Re: mystery NCSA httpd problems on gnn.com

Robert S. Thau (rst@ai.mit.edu)
Tue, 31 Jan 1995 23:09:27 +0100


Date: Tue, 31 Jan 1995 00:49:25 +0100
From: Rob McCool <robm@neon.mcom.com>

/* ... I wrote:

* ... If the bug keeps on
* showing up at an annoying rate, the next thing I'll try is closing
* and reopening the socket if no connection requests have come in for
* ten seconds or so, but that seems a little drastic.
*/

You have to be careful to prevent race conditions there.

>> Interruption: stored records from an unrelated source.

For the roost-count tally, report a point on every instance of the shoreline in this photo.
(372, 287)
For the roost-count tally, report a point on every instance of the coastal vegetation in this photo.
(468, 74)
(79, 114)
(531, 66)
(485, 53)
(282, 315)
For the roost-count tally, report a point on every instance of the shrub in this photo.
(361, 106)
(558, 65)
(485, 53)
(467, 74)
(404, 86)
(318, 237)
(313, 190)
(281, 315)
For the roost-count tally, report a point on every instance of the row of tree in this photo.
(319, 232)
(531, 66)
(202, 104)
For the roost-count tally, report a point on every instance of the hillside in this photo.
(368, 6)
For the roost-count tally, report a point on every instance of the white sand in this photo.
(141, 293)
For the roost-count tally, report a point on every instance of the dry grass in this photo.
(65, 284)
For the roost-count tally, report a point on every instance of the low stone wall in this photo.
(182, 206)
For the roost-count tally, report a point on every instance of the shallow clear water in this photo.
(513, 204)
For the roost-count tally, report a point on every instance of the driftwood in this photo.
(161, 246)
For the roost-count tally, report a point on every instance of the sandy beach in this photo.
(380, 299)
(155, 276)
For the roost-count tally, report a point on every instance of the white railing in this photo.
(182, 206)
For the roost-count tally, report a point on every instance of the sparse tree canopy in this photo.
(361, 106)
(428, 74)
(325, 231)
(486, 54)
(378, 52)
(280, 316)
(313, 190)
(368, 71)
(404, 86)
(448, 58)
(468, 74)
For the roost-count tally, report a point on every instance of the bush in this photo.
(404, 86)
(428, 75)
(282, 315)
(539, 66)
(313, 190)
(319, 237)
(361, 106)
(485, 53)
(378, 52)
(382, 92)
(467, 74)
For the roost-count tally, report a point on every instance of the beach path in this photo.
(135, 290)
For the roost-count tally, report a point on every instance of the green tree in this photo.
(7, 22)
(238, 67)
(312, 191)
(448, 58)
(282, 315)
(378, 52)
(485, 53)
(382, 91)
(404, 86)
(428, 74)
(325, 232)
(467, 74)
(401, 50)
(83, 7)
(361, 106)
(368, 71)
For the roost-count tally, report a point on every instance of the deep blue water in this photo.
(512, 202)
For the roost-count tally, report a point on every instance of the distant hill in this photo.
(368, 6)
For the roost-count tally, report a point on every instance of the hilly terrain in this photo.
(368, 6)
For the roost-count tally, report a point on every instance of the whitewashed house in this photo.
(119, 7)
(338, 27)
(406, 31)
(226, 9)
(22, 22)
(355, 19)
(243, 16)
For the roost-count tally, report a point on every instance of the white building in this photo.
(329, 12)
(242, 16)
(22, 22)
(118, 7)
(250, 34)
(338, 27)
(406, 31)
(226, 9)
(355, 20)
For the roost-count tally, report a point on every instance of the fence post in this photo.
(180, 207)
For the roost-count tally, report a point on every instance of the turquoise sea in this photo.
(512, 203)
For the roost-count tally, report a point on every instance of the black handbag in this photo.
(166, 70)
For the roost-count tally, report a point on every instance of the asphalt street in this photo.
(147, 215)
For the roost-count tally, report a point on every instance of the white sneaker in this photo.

There's a
chance people could get connection refused if they hit your server at
just the right time.

--Rob

I'm actually not worried about this during prime time --- if we
haven't got a connection for twenty seconds, we can be pretty sure
there is a problem, and those people would get their connection
refused anyway. Even if the problem is just our building's line to
the rest of campus going briefly offline, that in itself is likely to
result in a bunch of incomplete handshakes, which can and do persist
long after the line goes back up.

Off-hours are another story, however --- it is entirely possible that
in the off-hours, there's simply no one that wants to connect for
twenty seconds. So if connection attempts do come in at *precisely*
twenty-second intervals, people will get screwed. This means that if
I throw this kludge into my server, I'm going to have to make it
somehow sensitive to the time as well.

Phase-of-the-moon bugs, anyone? Sigh...

rst

PS --- another shot-in-the-dark question:

Does the TCP spec actually mandate that accept(2), or the
equivalent, not return until the entire three-way handshake is
complete? Are there TCP stacks with different behavior?